Recently, automated systems such as the WebICE software offered by Intercontinental Exchange of Atlanta, Ga. have become available for OTC energy traders via the Internet. Rather than using specialized software and hardware systems, trading is now available with a personal computer capable of running a ubiquitous web browser. The web based automated systems allow on screen display of bid and offer details for products such as commodities, natural resources, financial instruments and derivatives of the same, and instant transmission of instructions via a mouse click of bids and offers of such products. These systems utilize software and secure network systems which are tied to a central market computer.
Automated software such as WebICE allows a trader to send a fill or execute request on an order as displayed on the computer screen. A user will use a mouse and select a price to bid or offer by clicking on a mouse button or using the keyboard. A user will then move the mouse to a quantity field and select the quantity with a mouse or keyboard. Finally, the user will initiate the order via a mouse or keyboard button to initiate the trading with the other parties through the market exchange server. New orders are queued via an onscreen stack. However, with the speed of electronic transmission, market data which establishes prices and quantities outpaces the ability of humans to process the information and act upon it. Thus, the multiple moves of the mouse in combination with keystrokes may result in delays which result in distortions of the actual price. More advanced software has integrated multiple steps or keystrokes into one action which speeds the transaction.

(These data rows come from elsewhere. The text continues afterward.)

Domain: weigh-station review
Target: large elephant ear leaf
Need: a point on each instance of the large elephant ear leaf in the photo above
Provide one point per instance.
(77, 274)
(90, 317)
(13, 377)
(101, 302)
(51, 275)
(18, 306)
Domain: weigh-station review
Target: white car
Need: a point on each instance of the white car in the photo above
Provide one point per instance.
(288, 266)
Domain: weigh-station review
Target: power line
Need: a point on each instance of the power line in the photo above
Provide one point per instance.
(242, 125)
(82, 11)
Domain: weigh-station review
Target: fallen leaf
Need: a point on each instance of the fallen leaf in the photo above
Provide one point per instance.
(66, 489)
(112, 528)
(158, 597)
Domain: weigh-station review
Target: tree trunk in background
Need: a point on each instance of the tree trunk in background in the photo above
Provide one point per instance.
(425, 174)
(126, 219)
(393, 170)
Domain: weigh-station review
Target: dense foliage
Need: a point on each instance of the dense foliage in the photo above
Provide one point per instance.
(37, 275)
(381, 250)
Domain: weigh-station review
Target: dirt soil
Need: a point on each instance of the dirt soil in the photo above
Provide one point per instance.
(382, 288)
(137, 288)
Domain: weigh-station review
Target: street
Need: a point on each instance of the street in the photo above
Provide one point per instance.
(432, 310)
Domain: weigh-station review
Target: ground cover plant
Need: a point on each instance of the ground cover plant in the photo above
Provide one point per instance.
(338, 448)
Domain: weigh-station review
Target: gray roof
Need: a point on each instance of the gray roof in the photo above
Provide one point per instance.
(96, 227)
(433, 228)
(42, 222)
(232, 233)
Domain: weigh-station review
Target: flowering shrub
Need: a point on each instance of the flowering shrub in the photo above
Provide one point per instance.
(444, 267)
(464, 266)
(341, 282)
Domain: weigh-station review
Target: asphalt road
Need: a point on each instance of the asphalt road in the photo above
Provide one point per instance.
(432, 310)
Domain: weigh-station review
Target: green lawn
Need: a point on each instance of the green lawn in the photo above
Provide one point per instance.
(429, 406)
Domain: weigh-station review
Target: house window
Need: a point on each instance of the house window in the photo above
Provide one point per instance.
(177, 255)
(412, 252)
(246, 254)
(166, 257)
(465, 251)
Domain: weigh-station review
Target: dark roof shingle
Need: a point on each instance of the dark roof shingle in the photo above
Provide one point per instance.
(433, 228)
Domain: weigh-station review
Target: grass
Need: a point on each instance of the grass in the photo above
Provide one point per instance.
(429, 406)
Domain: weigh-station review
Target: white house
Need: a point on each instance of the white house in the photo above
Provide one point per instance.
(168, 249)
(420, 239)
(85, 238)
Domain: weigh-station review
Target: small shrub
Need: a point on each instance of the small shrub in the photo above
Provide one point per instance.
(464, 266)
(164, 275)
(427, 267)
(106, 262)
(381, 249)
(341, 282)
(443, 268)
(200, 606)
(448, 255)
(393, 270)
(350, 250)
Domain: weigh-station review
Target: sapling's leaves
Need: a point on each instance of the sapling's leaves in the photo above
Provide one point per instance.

For example in WebICE, if a trader wishes to send a fill request on a displayed quantity and price, a single keyboard or mouse interaction will allow a trader to initiate the fill request. A problem arises if the underlying quantity or price changes in the displayed screen. Because of hand/eye lag behind the computer screen, the trader may end up sending a fill request to the exchange with an unintended quantity or price which changed while the trader activated the fill request on the software.

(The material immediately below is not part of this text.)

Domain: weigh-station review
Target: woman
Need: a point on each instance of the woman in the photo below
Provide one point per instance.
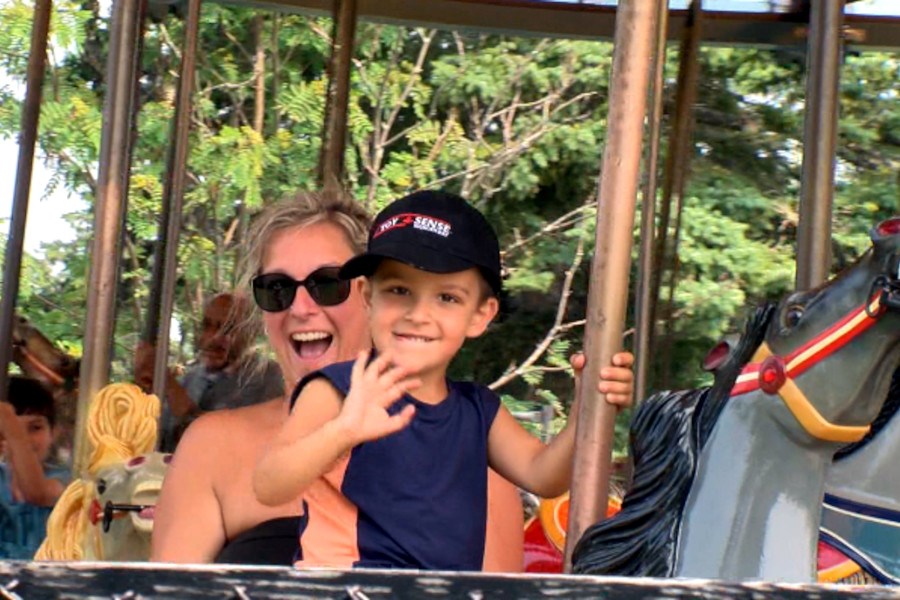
(207, 510)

A similar problem arises in the case of establishing a new order in a stack along with all other active orders in a contract. This feature is important in order to help a trader manage orders. If a trader wishes to send a new order request, a single keyboard or mouse interaction will allow a trader to initiate the new order request. However, if the underlying quantity or price changes in the displayed stack, because of hand/eye lag behind the computer screen, the trader may end up sending an order to the exchange with an unintended quantity or price.
A further problem arises in a situation where a trader desires to kill an order. Such an order will be in a stack displayed on screen which shows a trader's own orders in the stack along with all other active orders in a contract. If a trader wishes to cancel/kill an order, a single keyboard or mouse interaction will allow a trader to initiate the kill request. However, if the underlying order moves in the displayed stack, because of hand/eye lag behind the computer screen, the trader may end up acting upon the wrong order.
Thus, there is a need for an on screen mechanism to lock a price for electronic trade actions over a computer screen. There is a further need for a price lock pop up window to lock a price in the case of an initial selection for placing a new order. There is also a need for a price lock mechanism to lock a price selected to hit a specific order. There is also a need to provide an on screen locking mechanism to preserve the quantity desired for trading transactions. There is an additional need for a mechanism for a user to make adjustments to a price on screen in a convenient and easy manner.
Thus, there is also a need for an on screen mechanism to enter a price for electronic trade actions over a computer screen with a single click. There is a further need for a single click over window to view a price in the case of an initial selection for placing a new order. There is also a need for a single click mechanism to enter a price selected to enter a specific order.